Les accords du 22 septembre, qui ouvrent une première faille dans l’édifice de la défense indochinoise et marquent la première étape d’une mainmise totale de Tokyo sur l’Indochine, constituent un premier pas vers le déclenchement d’un conflit qui, un an plus tard, embrasera l’Extrême-Orient tout entier. Dans cette perpective, les Japonais doivent s’assurer la possession de bases d’agression. Or, en juillet 1941, on découvre que c’est effectivement en échange de bases navales et aériennes que le Japon a offert à la Thaïlande les provinces françaises du Laos et d’Angkor (40). En outre, dans l’esprit de l’accord d’amitié signé fin décembre 1940 entre Tokyo et Bangkok, il semble que le Japon ait réussi «à faire payer par l’Indochine, dont il avait cependant, en août 1940, garanti l’intégrité territoriale, la promesse de collaboration militaire qu’il venait d’imposer au Siam, dans l’hypothèse d’un conflit armé dans le Pacifique » (41).

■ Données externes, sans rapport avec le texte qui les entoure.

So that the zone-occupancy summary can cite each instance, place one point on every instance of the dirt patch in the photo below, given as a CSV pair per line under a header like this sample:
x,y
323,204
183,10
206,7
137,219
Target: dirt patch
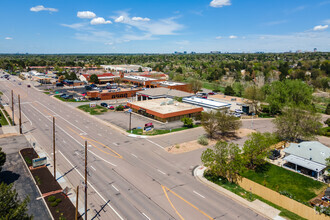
x,y
63,207
194,145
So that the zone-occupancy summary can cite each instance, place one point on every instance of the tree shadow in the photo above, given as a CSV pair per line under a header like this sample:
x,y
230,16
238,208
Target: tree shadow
x,y
8,177
262,168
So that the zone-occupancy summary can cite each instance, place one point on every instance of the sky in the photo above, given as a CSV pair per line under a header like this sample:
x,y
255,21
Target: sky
x,y
155,26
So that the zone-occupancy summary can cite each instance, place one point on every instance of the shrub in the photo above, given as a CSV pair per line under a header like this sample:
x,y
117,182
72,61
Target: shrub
x,y
120,108
51,199
203,140
53,204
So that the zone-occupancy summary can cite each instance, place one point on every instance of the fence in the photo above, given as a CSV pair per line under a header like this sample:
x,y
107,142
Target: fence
x,y
280,200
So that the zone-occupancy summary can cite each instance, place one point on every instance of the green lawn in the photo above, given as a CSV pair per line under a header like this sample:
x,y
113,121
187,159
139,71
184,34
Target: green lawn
x,y
249,196
98,110
67,100
286,182
158,132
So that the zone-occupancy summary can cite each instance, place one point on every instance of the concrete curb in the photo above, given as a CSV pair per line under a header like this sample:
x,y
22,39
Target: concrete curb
x,y
43,199
198,173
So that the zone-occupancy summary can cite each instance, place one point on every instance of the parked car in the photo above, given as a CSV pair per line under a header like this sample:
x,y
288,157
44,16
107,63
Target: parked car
x,y
239,111
104,104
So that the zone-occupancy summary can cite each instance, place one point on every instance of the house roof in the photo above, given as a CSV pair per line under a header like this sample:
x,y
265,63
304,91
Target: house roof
x,y
305,163
310,150
164,92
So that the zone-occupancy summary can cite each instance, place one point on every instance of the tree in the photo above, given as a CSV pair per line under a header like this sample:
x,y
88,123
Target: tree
x,y
287,92
229,90
256,148
187,122
297,124
254,94
195,85
2,158
224,160
10,205
94,79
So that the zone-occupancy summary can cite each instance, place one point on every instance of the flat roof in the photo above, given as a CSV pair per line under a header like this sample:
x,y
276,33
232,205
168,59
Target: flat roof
x,y
304,163
164,92
207,103
165,108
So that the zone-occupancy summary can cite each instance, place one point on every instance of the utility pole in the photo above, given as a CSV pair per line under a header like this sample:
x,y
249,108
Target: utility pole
x,y
54,148
12,107
130,119
77,198
20,114
86,180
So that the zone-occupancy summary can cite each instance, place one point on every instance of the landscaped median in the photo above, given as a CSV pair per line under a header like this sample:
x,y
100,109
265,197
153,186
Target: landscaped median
x,y
58,203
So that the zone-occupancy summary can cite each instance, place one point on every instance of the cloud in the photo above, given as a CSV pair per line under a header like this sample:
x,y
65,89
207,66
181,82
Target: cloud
x,y
42,8
166,26
320,27
140,19
120,19
86,14
99,20
219,3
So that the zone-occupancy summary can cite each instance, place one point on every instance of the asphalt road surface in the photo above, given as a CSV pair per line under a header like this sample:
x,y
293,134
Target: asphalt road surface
x,y
129,178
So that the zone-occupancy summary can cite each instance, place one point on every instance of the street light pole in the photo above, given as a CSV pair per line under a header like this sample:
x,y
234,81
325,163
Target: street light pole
x,y
86,180
12,107
54,148
20,116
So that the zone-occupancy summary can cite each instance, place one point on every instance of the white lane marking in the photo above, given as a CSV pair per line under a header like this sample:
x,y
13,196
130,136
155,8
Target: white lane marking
x,y
155,143
161,172
61,117
146,216
102,158
115,188
27,118
92,187
199,194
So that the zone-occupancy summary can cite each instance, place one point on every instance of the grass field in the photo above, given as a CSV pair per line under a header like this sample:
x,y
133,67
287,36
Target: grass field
x,y
158,132
286,182
98,110
250,196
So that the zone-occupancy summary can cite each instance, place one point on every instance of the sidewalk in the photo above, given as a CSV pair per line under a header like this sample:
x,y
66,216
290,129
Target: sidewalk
x,y
257,206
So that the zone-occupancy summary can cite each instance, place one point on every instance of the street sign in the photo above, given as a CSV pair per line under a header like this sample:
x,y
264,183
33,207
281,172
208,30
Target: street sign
x,y
37,162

La constitution, le 27 septembre 1940, de l’Axe tripartite a pour conséquence l’extension à l’Asie orientale de «l’Ordre nouveau » et augure de l’ouverture du conflit du Pacifique. C’est pourquoi, dès lors qu’il a connaissance, début janvier 1941, des initiatives de Decoux en direction de Washington et de Londres, le gouvernement japonais brûle les étapes. Il ne peut en effet courir le risque d’une intervention étrangère dans son pré carré, alors même qu’il se prépare à mettre en application ses desseins expansionnistes (42). Aussi, sous le prétexte d’une éventuelle initiative britannique de médiation qu’il ne saurait tolérer, Tokyo impose, par ultimatum, la cessation des hostilités franco-thaïlandaises.

Enfin, il est un autre élément qui vient en renfort de la thèse selon laquelle le conflit franco-thaïlandais est le fruit d’une manipulation japonaise. Il s’agit du lien entre les revendications économiques nippones sur l’Indochine de janvier 1941 et la pression exercée par Tokyo sur le gouvernement français pour imposer sa médiation dans le conflit franco-thaïlandais. Car le second plan de Matsuoka n’a été accepté par Vichy que sous la menace, notamment d’une rupture des négociations économiques nippo-indochinoises qui se poursuivent parallèlement.

A partir de 1940, l’immixtion japonaise dans le commerce extérieur indochinois prive Tchang Kaï-Chek d’un de ses partenaires commerciaux privilégiés, au moment même où l’occupation de la partie la plus riche de son territoire, doublée d’un blocus efficace, lui impose la recherche de nouvelles sources d’approvisionnement. Ainsi, alors que le conflit en Europe présageait un développement des échanges sino-indochinois, c’est le contraire qui se produit. Coupée de sa voisine par la fermeture de la frontière sino-tonkinoise, l’Indochine est contrainte d’accepter une collaboration économique avec le Japon, pour éviter l’asphyxie à laquelle la condamne la guerre en Europe.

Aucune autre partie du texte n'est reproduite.